For the full financial year 2024 (FY24), CIMB’s earnings rose 10.7% year-on-year (y-o-y) to RM7.7bil, or an EPS of 72.27 sen, while revenue increased 6.1% to RM22.3bil.
The banking group has proposed a second interim dividend of 20 sen per share, bringing the total proposed annual dividend to 47 sen per share.
This translates to a record total dividend payout of RM5.04bil.
The stronger financial results led to a significant improvement in return on average equity (ROE) to 11.2%, up 50 basis points (bps) y-o-y.
Its operating income rose 6.1% y-o-y to RM22.3bil in FY24, contributed by growth in net interest income (NII) and non-interest income (NOII).
CIMB said its NII was up 5.3% y-o-y to RM15.4bil, driven by a healthy loan growth, while NOII grew 8.1% y-o-y to RM6.9bil, on the back of strong client franchise business and trading income, improving NOII ratio to 31%.
On a constant currency basis, CIMB’s total gross loans grew by a healthy 4.8% y-o-y, in line with market trends.
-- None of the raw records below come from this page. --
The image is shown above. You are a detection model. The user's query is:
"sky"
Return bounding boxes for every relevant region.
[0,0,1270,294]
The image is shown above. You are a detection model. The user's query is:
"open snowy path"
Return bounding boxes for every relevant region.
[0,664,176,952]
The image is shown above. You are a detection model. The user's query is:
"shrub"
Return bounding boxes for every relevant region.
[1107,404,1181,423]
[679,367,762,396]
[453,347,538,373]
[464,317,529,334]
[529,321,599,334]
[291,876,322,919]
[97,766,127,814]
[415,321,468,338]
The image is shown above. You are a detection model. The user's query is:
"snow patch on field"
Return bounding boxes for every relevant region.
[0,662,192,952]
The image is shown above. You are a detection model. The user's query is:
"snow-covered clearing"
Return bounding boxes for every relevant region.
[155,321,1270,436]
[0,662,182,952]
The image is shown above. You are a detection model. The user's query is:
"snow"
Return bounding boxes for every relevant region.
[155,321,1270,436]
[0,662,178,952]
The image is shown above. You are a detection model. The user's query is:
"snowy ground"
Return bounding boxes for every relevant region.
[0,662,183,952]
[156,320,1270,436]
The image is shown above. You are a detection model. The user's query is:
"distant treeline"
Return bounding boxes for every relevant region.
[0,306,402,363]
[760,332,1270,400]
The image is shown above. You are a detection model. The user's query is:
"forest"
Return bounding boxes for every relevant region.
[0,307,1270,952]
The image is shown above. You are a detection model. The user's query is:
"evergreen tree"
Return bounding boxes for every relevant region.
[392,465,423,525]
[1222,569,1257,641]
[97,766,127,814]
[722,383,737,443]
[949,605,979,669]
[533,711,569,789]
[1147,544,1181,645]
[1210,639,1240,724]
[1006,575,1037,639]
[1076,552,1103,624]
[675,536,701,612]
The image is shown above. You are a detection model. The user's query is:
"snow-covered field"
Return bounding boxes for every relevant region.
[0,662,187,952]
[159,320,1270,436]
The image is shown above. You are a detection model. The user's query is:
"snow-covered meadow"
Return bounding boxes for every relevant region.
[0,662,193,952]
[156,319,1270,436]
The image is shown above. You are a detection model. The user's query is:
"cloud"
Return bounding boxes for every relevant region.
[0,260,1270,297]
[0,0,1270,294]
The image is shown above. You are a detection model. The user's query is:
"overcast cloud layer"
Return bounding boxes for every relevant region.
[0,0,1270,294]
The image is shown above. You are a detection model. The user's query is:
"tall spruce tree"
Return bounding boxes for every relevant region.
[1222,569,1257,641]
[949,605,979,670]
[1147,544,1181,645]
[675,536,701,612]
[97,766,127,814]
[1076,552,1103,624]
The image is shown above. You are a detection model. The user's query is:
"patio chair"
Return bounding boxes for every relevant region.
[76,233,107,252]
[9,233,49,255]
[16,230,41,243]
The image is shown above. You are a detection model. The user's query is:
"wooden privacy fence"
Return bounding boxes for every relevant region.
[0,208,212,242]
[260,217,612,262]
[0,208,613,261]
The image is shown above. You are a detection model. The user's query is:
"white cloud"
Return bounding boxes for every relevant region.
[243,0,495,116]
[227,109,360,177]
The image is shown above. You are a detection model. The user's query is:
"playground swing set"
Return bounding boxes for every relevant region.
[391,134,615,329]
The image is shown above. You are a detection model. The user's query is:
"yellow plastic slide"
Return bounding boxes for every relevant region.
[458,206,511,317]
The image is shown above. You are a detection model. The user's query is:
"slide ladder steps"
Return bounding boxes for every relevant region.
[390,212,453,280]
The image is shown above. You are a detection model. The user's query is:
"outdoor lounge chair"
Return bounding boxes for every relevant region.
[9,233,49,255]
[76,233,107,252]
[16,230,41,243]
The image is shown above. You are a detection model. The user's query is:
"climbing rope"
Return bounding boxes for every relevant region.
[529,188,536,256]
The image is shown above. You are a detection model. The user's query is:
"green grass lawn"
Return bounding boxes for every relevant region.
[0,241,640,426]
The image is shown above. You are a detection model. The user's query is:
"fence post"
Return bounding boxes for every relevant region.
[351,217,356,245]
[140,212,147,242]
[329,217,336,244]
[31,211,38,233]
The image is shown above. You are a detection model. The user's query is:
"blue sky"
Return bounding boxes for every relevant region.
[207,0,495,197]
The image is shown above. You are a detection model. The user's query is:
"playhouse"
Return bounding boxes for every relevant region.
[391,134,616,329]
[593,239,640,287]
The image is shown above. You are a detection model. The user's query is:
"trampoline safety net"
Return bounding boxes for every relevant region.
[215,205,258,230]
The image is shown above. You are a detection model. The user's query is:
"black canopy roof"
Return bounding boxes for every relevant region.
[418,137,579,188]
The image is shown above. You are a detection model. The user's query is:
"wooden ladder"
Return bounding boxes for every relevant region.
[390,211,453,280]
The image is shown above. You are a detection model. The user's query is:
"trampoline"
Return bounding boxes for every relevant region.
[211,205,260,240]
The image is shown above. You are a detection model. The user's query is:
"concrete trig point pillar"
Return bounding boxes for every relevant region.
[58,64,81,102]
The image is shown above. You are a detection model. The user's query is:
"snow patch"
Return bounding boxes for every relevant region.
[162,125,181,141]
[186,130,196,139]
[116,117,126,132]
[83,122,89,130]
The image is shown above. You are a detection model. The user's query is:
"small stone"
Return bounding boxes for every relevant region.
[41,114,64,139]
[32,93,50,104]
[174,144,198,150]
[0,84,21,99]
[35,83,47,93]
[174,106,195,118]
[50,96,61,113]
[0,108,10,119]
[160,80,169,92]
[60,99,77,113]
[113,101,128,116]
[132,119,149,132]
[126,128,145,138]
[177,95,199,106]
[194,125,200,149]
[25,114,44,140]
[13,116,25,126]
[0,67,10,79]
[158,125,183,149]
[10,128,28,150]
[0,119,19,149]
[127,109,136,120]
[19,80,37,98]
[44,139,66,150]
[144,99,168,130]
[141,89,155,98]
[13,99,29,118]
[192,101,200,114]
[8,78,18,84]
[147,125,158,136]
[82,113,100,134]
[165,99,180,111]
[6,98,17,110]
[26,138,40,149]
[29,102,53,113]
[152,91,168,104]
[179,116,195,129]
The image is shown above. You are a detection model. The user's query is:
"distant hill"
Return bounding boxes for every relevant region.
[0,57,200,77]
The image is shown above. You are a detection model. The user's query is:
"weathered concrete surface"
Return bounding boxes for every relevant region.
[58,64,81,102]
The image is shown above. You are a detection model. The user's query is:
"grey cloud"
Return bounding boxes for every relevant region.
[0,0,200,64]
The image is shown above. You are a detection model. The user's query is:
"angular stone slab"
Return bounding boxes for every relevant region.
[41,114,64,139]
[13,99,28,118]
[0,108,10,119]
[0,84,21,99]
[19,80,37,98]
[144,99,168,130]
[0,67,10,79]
Under its deposit-led strategy, total deposits increased 5.2% y-o-y, while current account savings account (Casa) balances rose 7.7% y-o-y, boosting the Casa ratio to 43.1% as of December 2024.
The bank’s cost-to-income ratio improved 20 bps to a sustainable 46.7%, as operating expenses remained under control.
Pre-provisioning operating profit grew 6.6% y-o-y to RM11.88bil.
Total provisions fell 5.5% y-o-y to RM1.5bil, driven by improved asset quality.
The gross impaired loans ratio dropped 60 bps to 2.1%, while allowance coverage hit a record 105.3%.
The group continues to be well-capitalised as its common equity tier-one ratio remained strong at 14.6%, providing future flexibility for it to absorb any potential increase in capital requirements.
“We are pleased that our strategy to pivot towards client franchise income, pricing discipline and deposits have led to a strong FY24 performance.
“The results reflect the success of the Forward23+ strategic plan, credited to portfolio reshaping, efficiency and resiliency, and improved asset quality.
“Our focus to be the leading focused Asean bank proves to benefit us, helping us to prioritise our customers,” Novan said.
CIMB shed 4.99% yesterday to close at RM7.81.